Low levels of social interaction across class lines have generated widespread concern1–4 and are associated with worse outcomes, such as lower rates of upward income mobility4–7. Here we analyse the determinants of cross-class interaction using data from Facebook, building on the analysis in our companion paper7. We show that about half of the social disconnection across socioeconomic lines—measured as the difference in the share of high-socioeconomic status (SES) friends between people with low and high SES—is explained by differences in exposure to people with high SES in groups such as schools and religious organizations. The other half is explained by friending bias—the tendency for people with low SES to befriend people with high SES at lower rates even conditional on exposure. Friending bias is shaped by the structure of the groups in which people interact. For example, friending bias is higher in larger and more diverse groups and lower in religious organizations than in schools and workplaces. Distinguishing exposure from friending bias is helpful for identifying interventions to increase cross-SES friendships (economic connectedness). Using fluctuations in the share of students with high SES across high school cohorts, we show that increases in high-SES exposure lead low-SES people to form more friendships with high-SES people in schools that exhibit low levels of friending bias. Thus, socioeconomic integration can increase economic connectedness in communities in which friending bias is low. By contrast, when friending bias is high, increasing cross-SES interactions among existing members may be necessary to increase economic connectedness.

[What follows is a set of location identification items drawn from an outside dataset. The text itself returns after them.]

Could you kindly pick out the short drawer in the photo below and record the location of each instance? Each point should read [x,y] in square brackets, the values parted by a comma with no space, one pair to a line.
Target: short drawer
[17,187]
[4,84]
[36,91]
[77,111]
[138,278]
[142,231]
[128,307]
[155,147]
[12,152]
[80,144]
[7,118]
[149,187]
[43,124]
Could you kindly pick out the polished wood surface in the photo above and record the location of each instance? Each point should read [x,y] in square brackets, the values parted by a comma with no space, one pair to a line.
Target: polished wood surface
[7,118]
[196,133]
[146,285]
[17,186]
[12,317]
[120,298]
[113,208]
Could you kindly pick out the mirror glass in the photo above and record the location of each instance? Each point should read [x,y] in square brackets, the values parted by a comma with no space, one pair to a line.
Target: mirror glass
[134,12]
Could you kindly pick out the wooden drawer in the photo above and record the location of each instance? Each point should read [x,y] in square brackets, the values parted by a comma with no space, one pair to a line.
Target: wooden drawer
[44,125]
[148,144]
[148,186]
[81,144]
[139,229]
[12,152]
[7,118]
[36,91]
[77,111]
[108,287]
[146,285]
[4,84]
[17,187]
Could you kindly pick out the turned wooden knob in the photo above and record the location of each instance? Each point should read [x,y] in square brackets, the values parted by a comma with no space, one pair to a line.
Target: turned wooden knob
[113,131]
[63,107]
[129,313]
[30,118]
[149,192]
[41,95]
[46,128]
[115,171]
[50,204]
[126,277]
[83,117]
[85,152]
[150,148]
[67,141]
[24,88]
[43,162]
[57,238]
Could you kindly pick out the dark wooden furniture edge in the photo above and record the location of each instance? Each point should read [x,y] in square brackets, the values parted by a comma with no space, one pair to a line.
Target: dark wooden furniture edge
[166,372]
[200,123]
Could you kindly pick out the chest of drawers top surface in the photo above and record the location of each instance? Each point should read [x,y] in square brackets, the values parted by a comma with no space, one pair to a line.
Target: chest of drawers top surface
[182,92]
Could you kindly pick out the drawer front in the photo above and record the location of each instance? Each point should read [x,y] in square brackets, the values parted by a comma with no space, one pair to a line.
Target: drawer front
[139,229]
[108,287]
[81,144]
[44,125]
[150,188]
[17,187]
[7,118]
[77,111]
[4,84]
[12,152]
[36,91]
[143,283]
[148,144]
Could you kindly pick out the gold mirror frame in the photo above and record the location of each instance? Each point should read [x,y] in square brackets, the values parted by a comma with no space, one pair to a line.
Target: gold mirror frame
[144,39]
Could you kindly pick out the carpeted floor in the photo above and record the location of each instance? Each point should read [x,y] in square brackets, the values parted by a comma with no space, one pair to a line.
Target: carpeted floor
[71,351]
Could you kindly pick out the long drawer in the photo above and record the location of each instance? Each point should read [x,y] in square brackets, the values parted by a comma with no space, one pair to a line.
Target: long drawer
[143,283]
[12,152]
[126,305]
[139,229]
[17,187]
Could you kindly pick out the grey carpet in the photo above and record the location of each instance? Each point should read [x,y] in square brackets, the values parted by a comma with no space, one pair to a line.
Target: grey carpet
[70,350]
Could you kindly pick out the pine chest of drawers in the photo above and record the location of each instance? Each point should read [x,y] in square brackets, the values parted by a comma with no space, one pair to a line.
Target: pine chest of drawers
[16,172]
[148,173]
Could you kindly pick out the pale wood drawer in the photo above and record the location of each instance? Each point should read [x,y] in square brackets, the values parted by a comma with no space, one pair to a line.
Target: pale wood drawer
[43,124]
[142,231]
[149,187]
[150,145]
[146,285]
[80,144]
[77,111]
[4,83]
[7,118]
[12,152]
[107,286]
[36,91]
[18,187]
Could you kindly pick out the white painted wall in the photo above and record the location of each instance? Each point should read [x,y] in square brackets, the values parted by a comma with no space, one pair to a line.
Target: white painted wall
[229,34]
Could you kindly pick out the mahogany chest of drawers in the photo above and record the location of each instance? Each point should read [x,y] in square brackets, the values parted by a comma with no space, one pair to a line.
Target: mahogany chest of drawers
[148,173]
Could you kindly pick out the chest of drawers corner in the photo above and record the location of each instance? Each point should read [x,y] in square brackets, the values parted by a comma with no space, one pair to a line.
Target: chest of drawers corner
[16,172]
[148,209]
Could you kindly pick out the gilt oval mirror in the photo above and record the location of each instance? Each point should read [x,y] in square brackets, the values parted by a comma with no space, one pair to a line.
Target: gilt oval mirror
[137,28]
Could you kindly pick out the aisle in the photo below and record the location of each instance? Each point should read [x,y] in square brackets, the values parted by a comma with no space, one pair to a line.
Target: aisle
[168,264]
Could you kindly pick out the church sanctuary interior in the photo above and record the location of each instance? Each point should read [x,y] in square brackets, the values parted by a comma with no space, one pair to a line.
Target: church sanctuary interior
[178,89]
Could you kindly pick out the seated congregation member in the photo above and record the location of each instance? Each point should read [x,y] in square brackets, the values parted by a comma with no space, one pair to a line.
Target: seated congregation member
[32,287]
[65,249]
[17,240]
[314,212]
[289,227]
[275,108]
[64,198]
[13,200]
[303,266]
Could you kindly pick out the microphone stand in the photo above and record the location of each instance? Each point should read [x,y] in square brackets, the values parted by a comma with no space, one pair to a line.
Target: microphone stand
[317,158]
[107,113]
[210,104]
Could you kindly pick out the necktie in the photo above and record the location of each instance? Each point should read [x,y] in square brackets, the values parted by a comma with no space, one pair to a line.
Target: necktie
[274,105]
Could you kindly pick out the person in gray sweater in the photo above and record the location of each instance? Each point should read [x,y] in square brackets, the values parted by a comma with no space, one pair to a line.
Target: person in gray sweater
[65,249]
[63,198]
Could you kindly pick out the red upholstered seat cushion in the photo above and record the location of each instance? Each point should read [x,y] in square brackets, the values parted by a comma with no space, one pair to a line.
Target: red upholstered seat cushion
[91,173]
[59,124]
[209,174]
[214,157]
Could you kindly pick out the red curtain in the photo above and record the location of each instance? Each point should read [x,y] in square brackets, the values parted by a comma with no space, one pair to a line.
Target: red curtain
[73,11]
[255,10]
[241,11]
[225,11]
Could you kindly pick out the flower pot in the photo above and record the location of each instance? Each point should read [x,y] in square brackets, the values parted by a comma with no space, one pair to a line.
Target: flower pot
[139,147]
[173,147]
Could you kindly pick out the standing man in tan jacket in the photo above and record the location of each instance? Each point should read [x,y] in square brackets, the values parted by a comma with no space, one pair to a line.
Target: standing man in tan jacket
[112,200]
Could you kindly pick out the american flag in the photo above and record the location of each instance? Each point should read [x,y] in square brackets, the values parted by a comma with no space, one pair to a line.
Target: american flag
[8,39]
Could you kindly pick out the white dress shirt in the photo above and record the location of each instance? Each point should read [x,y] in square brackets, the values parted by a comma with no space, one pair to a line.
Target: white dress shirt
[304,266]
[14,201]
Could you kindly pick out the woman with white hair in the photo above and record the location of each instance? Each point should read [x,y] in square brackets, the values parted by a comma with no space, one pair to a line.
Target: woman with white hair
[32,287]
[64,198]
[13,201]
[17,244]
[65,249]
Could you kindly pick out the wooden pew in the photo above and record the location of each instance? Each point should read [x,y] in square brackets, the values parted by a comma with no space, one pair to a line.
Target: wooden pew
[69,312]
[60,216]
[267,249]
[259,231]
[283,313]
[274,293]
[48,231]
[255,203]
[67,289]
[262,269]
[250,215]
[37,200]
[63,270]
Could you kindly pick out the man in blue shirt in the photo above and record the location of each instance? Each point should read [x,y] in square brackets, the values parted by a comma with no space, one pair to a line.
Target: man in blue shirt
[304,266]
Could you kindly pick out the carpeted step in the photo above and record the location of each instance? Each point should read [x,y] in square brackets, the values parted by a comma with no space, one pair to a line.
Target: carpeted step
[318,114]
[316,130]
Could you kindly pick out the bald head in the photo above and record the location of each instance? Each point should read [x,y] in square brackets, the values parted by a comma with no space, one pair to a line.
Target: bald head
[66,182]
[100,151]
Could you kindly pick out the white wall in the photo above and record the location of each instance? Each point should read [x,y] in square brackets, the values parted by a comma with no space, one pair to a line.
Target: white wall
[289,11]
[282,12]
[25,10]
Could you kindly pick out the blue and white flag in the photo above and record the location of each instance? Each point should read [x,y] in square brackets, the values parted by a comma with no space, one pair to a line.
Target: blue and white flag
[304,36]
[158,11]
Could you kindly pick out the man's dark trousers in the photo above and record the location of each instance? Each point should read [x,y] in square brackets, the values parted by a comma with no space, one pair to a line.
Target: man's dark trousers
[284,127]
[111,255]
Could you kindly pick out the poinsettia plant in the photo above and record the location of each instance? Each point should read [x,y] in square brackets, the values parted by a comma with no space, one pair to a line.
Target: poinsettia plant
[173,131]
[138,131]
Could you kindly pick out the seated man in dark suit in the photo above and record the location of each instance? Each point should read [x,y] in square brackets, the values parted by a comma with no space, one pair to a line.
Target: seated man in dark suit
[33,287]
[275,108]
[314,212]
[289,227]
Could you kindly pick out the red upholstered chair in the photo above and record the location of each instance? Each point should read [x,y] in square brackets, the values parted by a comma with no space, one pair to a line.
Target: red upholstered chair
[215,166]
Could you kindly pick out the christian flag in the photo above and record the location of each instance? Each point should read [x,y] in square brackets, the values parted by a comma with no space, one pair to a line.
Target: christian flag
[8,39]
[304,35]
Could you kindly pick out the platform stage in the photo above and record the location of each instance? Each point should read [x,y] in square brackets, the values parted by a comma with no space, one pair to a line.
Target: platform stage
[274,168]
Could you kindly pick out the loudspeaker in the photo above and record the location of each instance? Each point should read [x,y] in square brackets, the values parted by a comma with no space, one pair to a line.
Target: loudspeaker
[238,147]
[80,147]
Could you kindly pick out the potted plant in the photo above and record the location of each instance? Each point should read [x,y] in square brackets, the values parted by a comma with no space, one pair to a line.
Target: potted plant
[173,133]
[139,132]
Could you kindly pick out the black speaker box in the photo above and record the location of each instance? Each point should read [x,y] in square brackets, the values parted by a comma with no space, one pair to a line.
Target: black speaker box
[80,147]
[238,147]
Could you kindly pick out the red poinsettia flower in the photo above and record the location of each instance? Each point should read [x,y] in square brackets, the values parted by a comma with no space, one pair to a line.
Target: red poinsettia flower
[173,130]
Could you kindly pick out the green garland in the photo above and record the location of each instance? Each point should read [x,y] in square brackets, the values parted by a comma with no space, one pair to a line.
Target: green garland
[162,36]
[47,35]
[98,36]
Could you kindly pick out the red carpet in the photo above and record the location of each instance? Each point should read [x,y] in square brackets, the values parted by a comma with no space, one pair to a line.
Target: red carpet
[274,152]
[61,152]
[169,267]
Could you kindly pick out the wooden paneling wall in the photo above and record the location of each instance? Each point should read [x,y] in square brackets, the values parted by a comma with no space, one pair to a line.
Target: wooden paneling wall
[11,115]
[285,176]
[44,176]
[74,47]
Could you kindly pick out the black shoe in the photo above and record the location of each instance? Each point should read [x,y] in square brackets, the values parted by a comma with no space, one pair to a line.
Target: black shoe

To support such efforts, we release privacy-protected statistics on economic connectedness, exposure and friending bias for each ZIP (postal) code, high school and college in the United States at https://www.socialcapital.org .

Suggested Citation

  • Raj Chetty & Matthew O. Jackson & Theresa Kuchler & Johannes Stroebel & Nathaniel Hendren & Robert B. Fluegge & Sara Gong & Federico Gonzalez & Armelle Grondin & Matthew Jacob & Drew Johnston & Martin, 2022. "Social capital II: determinants of economic connectedness," Nature, Nature, vol. 608(7921), pages 122-134, August.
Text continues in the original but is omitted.